Tuesday, February 24, 2009
I'm sitting at my computer. I'm cold (the computer is in the basement), tired, bored, it's very snowy and cold outside, and my boyfriend is still at work so I have no one to bug. I find it odd that my first thought is "I should go to the gym". So that is what I am doing. It has been awhile since I've gone. I opted out of using the gym at our resort and instead took many, many long walk along the beach in the shoreline. Which is exercise enough when the water rushing in tries to knock you over constantly :)
Friday, February 06, 2009
At this moment I feel anxious, and my stomach is knotting up. I have no idea why. Overall I do not feel less of a zombie today than I did when I last posted. But all of a sudden I feel anxious. My best theory is that I have so much on my mind and so many things that I need to accomplish that, even though on the outside I feel in control and on track, a little part of me deep down inside is freaking out. Not only about the menial things I need to accomplish, but about me. My life decisions. Lately I've been greatly reconsidering my life. Where am I going, what am I doing, what do I want to do, where do I want to be, why can't I figure any of this out, did I make the right decision, can I change things, why am I so afraid..... and so on and so on.
Besides my inward freaking out and constant questioning, this weekend should be enjoyable. I've finally started going back to the gym and I am overjoyed. I actually love going to the gym. I thought it would take awhile for me to fall back into it, but after one session with the fitness instructor (I get three sessions at the start of the membership) I really just want to ditch her and dive right in. Almost two years ago I stopped going to the gym, started a desk job, and started dating a wonderful man who feeds me well. All this happened pretty much the same time and I am not afraid to admit that I have gained 30 pounds since the summer of 2007. So I am now pretty much the same if not heavier than I was in high school. I definitely do carry it better though than in high school, and manage to still look damn sexy doing so ;)
Alas, it is time to fit back into my little dresses and my skirts, how I miss them so. So tonight I have session 2 with the instructor and tomorrow morning when my man leaves for work I will go in for a solo session before I begin my ritual Saturday cleaning. On Sunday hopefully we can head over to Nellie's (no kitchen still so might as well go out :D ), then a long walk as the weather will be nice, and the Health Fair will be stuck into those plans at some point this weekend. Should be a very full and yet relaxed weekend :)
Tuesday, February 03, 2009
I hate voicemail!!! Well, I like it but I usually sound like a babbling idiot when I leave a message.
Today I do not feel so great.

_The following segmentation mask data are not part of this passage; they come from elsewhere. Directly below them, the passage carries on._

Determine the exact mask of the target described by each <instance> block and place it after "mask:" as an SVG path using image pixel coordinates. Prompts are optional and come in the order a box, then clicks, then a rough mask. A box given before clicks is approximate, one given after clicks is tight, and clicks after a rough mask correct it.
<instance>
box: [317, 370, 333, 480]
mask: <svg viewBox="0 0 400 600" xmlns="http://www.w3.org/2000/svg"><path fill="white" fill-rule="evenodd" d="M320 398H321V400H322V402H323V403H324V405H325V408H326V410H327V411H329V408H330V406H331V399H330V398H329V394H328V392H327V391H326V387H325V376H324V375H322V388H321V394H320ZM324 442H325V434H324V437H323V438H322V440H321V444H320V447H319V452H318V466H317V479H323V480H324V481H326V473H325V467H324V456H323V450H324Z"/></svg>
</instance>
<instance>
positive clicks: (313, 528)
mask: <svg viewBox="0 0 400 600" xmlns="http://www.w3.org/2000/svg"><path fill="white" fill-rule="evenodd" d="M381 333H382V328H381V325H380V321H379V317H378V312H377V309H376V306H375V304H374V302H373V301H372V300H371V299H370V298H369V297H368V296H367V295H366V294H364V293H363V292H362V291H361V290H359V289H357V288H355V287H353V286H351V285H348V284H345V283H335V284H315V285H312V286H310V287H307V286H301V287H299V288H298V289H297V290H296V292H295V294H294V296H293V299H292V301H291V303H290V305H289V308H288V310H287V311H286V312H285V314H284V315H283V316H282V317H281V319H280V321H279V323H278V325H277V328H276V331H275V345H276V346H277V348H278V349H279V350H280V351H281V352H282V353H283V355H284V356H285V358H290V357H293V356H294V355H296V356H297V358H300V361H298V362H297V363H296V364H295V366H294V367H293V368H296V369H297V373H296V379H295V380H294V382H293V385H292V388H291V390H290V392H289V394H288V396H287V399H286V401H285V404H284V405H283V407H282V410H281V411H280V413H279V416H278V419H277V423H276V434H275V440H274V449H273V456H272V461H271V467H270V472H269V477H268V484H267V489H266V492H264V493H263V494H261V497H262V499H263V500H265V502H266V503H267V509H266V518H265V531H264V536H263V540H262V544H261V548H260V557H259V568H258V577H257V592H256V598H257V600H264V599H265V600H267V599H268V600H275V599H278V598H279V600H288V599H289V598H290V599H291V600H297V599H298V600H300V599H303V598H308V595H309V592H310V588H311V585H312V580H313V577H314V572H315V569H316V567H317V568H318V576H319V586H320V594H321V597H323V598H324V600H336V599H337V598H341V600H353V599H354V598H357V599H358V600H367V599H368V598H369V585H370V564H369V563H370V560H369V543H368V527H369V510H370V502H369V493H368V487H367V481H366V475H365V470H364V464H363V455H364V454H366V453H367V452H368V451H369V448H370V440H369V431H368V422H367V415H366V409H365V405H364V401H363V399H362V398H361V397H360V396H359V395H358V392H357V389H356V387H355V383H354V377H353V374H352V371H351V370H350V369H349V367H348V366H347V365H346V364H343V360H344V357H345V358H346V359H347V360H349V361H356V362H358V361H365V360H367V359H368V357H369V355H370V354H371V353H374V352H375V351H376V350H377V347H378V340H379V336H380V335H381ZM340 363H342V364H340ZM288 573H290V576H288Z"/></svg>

I'm feeling very light headed, tired, and completely out of it. Makes working fun :) Frankly I feel like a zombie, which is the reason I have "Living Dead Girl" stuck in my head. My mind may not be functioning at the moment, but at least it picked a good song.
I made pizza last night and managed not to burn it on the BBQ (go me!). It was a great supper and will also make a good lunch.
As well I got rooked into finally getting back to a gym last night. It's a women's gym with a pretty good layout. And the advanced/free weights area seems very unused which is perfect for me. It was a good deal but I do feel bad since I wanted to join a gym with my boyfriend. But I am tired of waiting for him to decide (one week it's yes, the next it's no, then yes, then no.....). So I figured, most of this membership is going to be written off by work anyways, so I can get us the x30 passes for the community center as well and we can go together when he does finally have time.
Right, now I'm hungry. Time to warm up the pizza :)
Afterthought: Where did January go? Really, this year is just flying by.